The results obtained from our cohort show the limited predictive value of both positive and negative sentinel lymph node findings in the head and neck area, possibly due to the anatomical variability of lymphatic drainage. This confirms the need for a more individualized follow-up of patients considering the specifics of this location and supports the modern trend of prioritizing observation over regional lymphadenectomy. Follow-up is recommended using ultrasonography at 3-month intervals.

Sentinel lymph node biopsy in patients with head and neck melanoma continues to be routinely performed at our institution in the indicated cases. However, it cannot be ruled out that, depending on the results of ongoing studies, the indications for sentinel lymph node biopsy may become more selective in the future.

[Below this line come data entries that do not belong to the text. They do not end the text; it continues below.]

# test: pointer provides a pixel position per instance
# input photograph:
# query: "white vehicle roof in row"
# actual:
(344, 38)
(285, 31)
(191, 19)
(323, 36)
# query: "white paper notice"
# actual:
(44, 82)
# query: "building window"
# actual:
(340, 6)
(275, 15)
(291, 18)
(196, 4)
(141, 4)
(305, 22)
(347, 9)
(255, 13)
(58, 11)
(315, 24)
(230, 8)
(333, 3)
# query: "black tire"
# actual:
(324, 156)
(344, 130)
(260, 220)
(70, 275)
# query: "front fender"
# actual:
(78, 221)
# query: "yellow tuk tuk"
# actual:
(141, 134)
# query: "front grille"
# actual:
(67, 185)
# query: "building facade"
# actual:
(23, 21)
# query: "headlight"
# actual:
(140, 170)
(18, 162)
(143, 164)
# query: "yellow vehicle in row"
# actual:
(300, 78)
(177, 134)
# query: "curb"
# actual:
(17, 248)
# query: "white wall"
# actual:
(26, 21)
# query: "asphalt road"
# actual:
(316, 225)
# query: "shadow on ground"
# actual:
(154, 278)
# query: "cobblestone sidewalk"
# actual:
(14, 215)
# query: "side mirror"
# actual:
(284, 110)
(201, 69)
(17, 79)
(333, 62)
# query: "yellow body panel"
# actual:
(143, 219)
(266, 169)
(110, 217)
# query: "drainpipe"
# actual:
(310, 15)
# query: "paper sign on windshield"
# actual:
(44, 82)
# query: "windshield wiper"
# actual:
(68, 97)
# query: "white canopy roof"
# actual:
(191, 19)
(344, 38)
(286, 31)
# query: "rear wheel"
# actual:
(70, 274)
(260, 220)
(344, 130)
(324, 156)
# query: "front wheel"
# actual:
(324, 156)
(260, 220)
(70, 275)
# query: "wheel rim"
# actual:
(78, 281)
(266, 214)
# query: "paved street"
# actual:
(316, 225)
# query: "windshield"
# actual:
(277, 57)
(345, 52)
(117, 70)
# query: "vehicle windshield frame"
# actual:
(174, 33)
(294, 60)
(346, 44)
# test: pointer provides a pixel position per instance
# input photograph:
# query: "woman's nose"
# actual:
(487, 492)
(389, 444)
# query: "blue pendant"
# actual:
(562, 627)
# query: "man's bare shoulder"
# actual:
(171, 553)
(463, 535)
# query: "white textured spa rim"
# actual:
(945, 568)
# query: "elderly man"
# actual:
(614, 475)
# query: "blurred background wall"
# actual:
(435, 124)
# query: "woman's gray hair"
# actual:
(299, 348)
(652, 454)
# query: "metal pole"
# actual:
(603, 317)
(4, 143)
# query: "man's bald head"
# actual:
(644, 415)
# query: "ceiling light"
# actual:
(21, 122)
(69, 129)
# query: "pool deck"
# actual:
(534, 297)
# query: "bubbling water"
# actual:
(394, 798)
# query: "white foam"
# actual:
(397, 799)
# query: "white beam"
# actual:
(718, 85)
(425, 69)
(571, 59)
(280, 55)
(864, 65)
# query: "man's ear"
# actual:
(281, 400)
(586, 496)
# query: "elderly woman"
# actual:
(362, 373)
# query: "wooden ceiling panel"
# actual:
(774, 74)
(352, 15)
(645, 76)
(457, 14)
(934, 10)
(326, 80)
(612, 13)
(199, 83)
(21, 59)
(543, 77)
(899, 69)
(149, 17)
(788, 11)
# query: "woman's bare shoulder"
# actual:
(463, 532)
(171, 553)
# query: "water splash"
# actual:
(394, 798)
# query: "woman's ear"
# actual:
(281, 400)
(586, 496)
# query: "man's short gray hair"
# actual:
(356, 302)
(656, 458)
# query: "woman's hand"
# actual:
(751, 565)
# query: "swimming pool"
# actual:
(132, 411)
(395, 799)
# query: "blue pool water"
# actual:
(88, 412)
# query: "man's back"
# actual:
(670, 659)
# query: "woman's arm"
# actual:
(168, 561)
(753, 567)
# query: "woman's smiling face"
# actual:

Interdisciplinary collaboration between the surgeon, oncologist, and dermatologist remain essential, particularly when caring for patients with head and neck melanoma.

Roles of authors

Jan Jaroš was responsible for the collection of all clinical data and carried out the comprehensive evaluation and analysis of the study results. He also prepared the initial draft of the manuscript. Aleš Fibír provided expert supervision throughout the research process, critically reviewed the manuscript for important intellectual content, and guided the interpretation of the findings. He also contributed to the final editing and approval of the manuscript. Both authors actively participated in discussions regarding the study design and data interpretation and have approved the final version for publication.

Disclosure

The authors have no conflicts of interest to disclose. The authors declare that this study has received no financial support. All procedures performed in this study involving human participants were in accordance with ethical standards of the institutional and/or national research committee and with the Helsinki declaration and its later amendments or comparable ethical standards.